Esta é uma história curiosa envolvendo alguns dos maiores nomes dos diferentes lados dos quadrinhos de super-heróis: uma editora (a Marvel), um artista talentoso e premiado (John Byrne) e personagens bem famosos (os X-Men). E temos também o conceito de fanfic, que não é assim tão familiar a todos os leitores.
Vamos começar pelo significado de fanfic: é a arte feita por fãs com personagens dos quais eles não têm direitos autorais. Pode ser um texto, um desenho, um filme... ou uma história em quadrinhos, claro.
E o que dizer de John Byrne? Escritor, desenhista, arte-finalista, capista... foi um dos maiores nomes por trás das HQs de super-heróis nos anos 80 e 90. Neste período, foi fundamental para transformar os X-Men em sucesso (ao lado do roteirista Chris Claremont), criou a Tropa Alfa, redefiniu o Superman e abriu um novo caminho com suas inovadoras histórias da Mulher-Hulk.
Quando Byrne começou a trabalhar com os X-Men, ele ilustrava os roteiros de Claremont. Aos poucos, tornou-se corroteirista da revista. Naquela época, o conceito dos mutantes não havia sido banalizado. Hoje, cada vez que alguém espirra, surge um novo mutante nas páginas da Marvel, quase sempre com um poder original – como quase todos já foram utilizados, surgiram alguns bem estranhos. Este período brindou os leitores com duas das maiores sagas dos X-Men até hoje: “Fênix Negra” (que inspirou dois longas para o cinema) e “Dias de um Futuro Esquecido”. Era bem mais fácil acompanhar as histórias: havia, literalmente, centenas de mutantes a menos e o conceito de viagens no tempo ainda não havia sido desgastado.
Muita coisa rolou depois de Byrne deixar os X-Men. Ciclope, o líder do grupo, conheceu um filho mais velho do que ele (coisas de viagem no tempo), e a Tempestade, colíder do grupo, conheceu um neto da idade dela, que depois não era mais neto dela (coisas de viagem no tempo e de editores indecisos). Wolverine, o herói baixinho e durão, acabou virando um homem alto e bonitão, virtualmente invencível – há uma história, horrível, em que arrancam o coração dele, mas continua vivo mesmo assim. Deus nos proteja dos maus roteirista.

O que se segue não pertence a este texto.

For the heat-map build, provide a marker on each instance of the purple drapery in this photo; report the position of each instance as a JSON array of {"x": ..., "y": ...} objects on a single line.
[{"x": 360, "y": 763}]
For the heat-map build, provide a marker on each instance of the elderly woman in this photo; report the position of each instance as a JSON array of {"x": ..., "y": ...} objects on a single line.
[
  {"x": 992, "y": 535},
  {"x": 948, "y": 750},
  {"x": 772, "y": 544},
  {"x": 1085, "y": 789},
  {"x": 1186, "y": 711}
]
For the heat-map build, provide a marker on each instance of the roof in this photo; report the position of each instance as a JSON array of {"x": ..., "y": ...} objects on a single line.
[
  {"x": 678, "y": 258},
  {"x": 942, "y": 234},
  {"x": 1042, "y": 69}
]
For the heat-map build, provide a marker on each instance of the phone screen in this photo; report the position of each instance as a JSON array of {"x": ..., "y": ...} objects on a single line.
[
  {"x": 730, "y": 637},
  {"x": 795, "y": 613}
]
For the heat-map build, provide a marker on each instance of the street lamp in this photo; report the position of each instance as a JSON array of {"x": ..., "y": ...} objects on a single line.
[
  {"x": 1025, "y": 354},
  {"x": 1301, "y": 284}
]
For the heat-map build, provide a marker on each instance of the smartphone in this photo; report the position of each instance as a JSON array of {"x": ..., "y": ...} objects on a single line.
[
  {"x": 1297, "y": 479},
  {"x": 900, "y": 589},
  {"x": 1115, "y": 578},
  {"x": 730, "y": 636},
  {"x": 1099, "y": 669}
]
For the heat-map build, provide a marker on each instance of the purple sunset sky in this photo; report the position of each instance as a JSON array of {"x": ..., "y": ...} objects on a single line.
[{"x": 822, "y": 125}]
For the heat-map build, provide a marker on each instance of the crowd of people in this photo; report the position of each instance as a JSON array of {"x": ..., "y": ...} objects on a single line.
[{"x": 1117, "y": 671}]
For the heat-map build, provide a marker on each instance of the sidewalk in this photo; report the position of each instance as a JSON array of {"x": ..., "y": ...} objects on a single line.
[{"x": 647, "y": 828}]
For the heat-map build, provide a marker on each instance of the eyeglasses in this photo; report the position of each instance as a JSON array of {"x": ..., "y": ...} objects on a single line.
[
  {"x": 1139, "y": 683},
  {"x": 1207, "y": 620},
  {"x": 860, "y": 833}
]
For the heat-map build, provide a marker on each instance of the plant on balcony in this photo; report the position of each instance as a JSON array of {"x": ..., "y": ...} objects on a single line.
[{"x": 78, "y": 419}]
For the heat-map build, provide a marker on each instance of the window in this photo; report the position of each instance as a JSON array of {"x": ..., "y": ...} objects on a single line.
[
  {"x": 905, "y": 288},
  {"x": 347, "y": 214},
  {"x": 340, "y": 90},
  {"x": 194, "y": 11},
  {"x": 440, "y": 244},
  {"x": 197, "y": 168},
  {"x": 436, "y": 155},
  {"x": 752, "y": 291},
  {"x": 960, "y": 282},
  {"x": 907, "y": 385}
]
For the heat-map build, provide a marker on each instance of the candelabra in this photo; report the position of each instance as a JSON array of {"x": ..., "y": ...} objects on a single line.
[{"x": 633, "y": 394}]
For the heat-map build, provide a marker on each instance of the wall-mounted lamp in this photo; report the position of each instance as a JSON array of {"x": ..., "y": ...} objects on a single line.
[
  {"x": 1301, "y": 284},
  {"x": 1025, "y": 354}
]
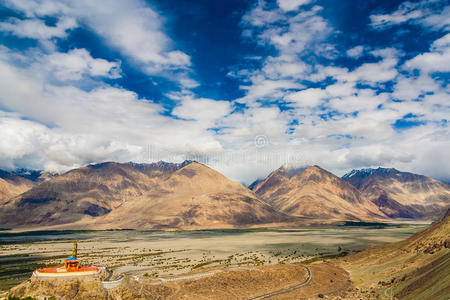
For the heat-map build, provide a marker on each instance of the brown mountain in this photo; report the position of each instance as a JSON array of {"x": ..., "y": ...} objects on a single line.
[
  {"x": 113, "y": 195},
  {"x": 416, "y": 268},
  {"x": 12, "y": 185},
  {"x": 402, "y": 194},
  {"x": 316, "y": 193}
]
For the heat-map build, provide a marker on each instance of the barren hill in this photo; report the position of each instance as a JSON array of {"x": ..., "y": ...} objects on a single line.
[
  {"x": 416, "y": 268},
  {"x": 316, "y": 193},
  {"x": 159, "y": 195},
  {"x": 12, "y": 185},
  {"x": 402, "y": 194}
]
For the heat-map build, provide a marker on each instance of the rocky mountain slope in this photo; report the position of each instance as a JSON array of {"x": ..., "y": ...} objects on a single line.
[
  {"x": 315, "y": 193},
  {"x": 402, "y": 194},
  {"x": 416, "y": 268},
  {"x": 145, "y": 196},
  {"x": 12, "y": 185}
]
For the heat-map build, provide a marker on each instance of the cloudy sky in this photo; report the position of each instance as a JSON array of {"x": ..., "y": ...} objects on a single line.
[{"x": 243, "y": 86}]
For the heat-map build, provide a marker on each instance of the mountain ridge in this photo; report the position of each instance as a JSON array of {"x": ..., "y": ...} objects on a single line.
[{"x": 402, "y": 194}]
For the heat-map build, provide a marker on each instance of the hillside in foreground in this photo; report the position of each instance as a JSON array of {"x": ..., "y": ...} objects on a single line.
[
  {"x": 402, "y": 194},
  {"x": 416, "y": 268}
]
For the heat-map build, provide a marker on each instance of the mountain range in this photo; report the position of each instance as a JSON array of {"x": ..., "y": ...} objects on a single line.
[
  {"x": 401, "y": 194},
  {"x": 191, "y": 195}
]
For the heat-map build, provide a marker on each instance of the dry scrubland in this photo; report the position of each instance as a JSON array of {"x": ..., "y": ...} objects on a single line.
[{"x": 154, "y": 255}]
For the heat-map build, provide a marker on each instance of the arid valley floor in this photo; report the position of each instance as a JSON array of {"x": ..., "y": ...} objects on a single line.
[{"x": 230, "y": 264}]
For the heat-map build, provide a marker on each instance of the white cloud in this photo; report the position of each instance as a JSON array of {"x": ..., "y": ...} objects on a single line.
[
  {"x": 437, "y": 60},
  {"x": 203, "y": 110},
  {"x": 355, "y": 52},
  {"x": 76, "y": 63},
  {"x": 132, "y": 27},
  {"x": 310, "y": 97},
  {"x": 288, "y": 5},
  {"x": 431, "y": 14},
  {"x": 36, "y": 29}
]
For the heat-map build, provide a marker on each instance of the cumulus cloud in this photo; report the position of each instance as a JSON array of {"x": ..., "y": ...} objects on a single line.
[
  {"x": 132, "y": 27},
  {"x": 36, "y": 28},
  {"x": 288, "y": 5},
  {"x": 300, "y": 104},
  {"x": 76, "y": 63},
  {"x": 437, "y": 60},
  {"x": 433, "y": 14},
  {"x": 355, "y": 52}
]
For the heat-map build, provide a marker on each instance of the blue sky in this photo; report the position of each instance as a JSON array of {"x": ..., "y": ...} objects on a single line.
[{"x": 243, "y": 86}]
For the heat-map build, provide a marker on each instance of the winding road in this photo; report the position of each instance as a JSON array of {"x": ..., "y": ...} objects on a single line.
[{"x": 288, "y": 289}]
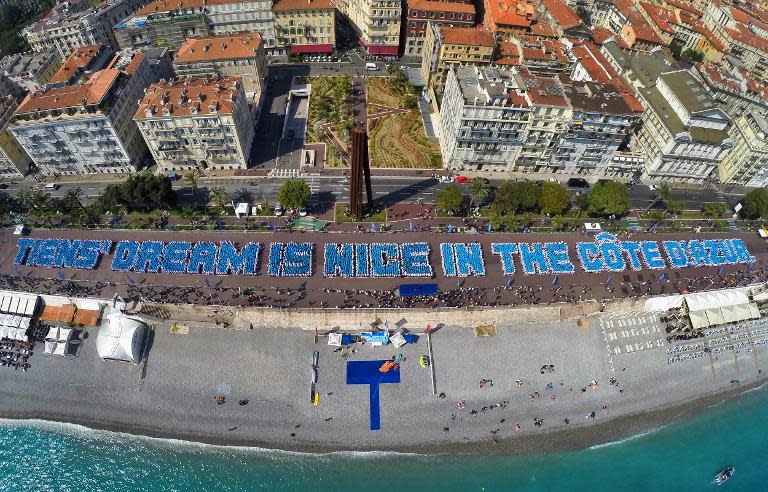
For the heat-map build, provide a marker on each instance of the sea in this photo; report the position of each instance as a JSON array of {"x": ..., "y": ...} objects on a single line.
[{"x": 681, "y": 456}]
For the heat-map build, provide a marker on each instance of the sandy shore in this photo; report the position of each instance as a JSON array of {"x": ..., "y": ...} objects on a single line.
[{"x": 270, "y": 368}]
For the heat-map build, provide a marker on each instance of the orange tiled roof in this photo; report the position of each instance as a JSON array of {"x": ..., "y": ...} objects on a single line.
[
  {"x": 542, "y": 28},
  {"x": 745, "y": 36},
  {"x": 225, "y": 47},
  {"x": 467, "y": 36},
  {"x": 600, "y": 35},
  {"x": 80, "y": 58},
  {"x": 199, "y": 95},
  {"x": 514, "y": 13},
  {"x": 663, "y": 18},
  {"x": 89, "y": 93},
  {"x": 285, "y": 5},
  {"x": 509, "y": 54},
  {"x": 685, "y": 6},
  {"x": 562, "y": 13},
  {"x": 134, "y": 64},
  {"x": 439, "y": 6}
]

Enfim, John Byrne gosta muito dos X-Men. E ele ofereceu para a Marvel ideias para uma nova revista mensal. Ele faria roteiros, desenhos e arte-final de um período específico do supergrupo mutante, no passado, antes da zona toda que virou a cronologia mutante. Ele “preencheria o branco” entre dois pontos da história, um hiato nunca mostrado. Artista e editora negociaram, mas a Marvel não comprou o projeto.
John Byrne não ligou. Ele queria contar aquelas histórias.
Conclusão: desde 2019, um artista profissional passou a criar e publicar sua própria fanfic. Com qualidade, claro, muito acima da média das fanfics normais – e de muito material profissional lançado nas grandes editoras. Byrne lança, quase que diariamente, uma página escrita e ilustrada por ele, mas sem arte-final, em seu fórum de discussão Byrne Robotics.com. Como ele não lucra com isso, o projeto, batizado de “X-Men – Elsewhen”, pode ser publicado na internet sem ser processado pela Marvel, a detentora dos direitos dos personagens. Alguns fãs nos EUA reuniram estas páginas e lançaram revistas amadoras coletando as histórias (já foram 31 edições!), enquanto outros, aqui no Brasil, traduzem para o português e as disponibilizam para quem pede.
Por quanto tempo John Byrne continuará trabalhando de graça com os X-Men? E até quando a Marvel vai deixar isso acontecer sem tomar alguma atitude? Sendo, claro, que a atitude em questão pode ser tanto entrar na Justiça contra “Elsewhen” quanto resolver a publicar com acabamento profissional. Torço por esta última opção.